Dr Seuss fans might want to try the Green Eggs and Ham Cafe, for lime- coloured scrambled eggs (they're mixed with parsley paste). The park's most ambitious restaurant, serving decent modern American fare, is Mythos, set in a giant grotto and with staff named after gods and goddesses. Otherwise, head for CityWalk, a two-minute walk from the park's entrance. Its best restaurant is the trendy, warehouse-styled Emeril's, which specialises in Creole food.

What happens after dark?

At peak times, the park will stay open late, but there are no plans as yet for a rousing finale, such as the extraordinary fireworks display at Disney's Epcot.

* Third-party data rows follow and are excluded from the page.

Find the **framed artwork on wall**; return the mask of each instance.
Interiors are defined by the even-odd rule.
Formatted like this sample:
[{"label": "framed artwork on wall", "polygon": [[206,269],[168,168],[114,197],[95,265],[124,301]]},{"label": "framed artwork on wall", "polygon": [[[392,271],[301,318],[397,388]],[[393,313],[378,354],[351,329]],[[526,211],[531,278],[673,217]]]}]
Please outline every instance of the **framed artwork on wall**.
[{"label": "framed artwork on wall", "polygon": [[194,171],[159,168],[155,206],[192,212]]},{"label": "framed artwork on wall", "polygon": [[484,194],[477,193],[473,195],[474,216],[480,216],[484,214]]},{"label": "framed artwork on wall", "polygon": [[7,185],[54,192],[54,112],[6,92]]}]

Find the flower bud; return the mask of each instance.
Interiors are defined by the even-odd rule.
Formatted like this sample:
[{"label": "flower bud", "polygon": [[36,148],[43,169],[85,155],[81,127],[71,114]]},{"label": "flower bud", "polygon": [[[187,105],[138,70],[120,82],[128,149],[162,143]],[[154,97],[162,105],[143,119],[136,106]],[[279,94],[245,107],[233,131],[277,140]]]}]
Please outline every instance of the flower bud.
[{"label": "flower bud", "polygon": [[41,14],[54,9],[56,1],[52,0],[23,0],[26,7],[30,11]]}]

To return to the real world from IOA, you'll have to pass through CityWalk. This slick, purpose-built and almost-finished complex is Universal's answer to Disney's eating and nightlife district in Downtown Disney. Many of its dozen restaurants double as clubs with live music. I liked the Motown Cafe, where the resident band impersonates the Temptations and the Supremes under a giant, revolving vinyl record on the ceiling, and the clapboard recreation of Bob Marley's Jamaican home, where reggae bands perform in the courtyard. There is also a jazz club, and a dance club in a repro Victorian theatre. Cover charges are around pounds 2-pounds 4, or for pounds 11 you can buy a pass for all the clubs. The clubs were fairly empty on the weekday night I visited, but I'm told CityWalk is already buzzing at the weekends.

So what's the verdict: is Spiderman going to knock The Mouse for six?

Islands of Adventure is without doubt the most exciting theme park in Orlando for teenagers and the young at heart. But while it is more than a match for Disney for its high-tech and scary rides, it loses out in the charming-the-socks-off-toddlers stakes. The costumed characters aren't as lovable or as universally recognisable as in Disney's Magic Kingdom, and you need to be over a certain height to experience the big-thrill rides. Entrance costs the same as at Orlando's other theme parks: around pounds 28 for adults, pounds 22.50 for children between the ages of three and nine. There are also passes for admission to all Orlando's non-Disney theme parks over a period of days.

ISLANDS OF ADVENTURE

GETTING THERE

Virgin Holidays (tel: 01293 617181), the leading operator to Florida, offers over 50 hotels in Orlando. A fortnight this August for a family of four, with two children under 12, including flights car hire, staying at the Holiday Inn International Drive, and Universal Studios passes, costs around pounds 3,000.

GETTING IN

Entrance to Islands of Adventure costs the same as Orlando's other theme parks - adults pounds 28, children aged three to nine pounds 22.50. A FlexTicket, covering admission over seven days to both Universal's theme parks, Sea World, and Wet 'n Wild is pounds 106 for adults, pounds 85 for children aged three to nine.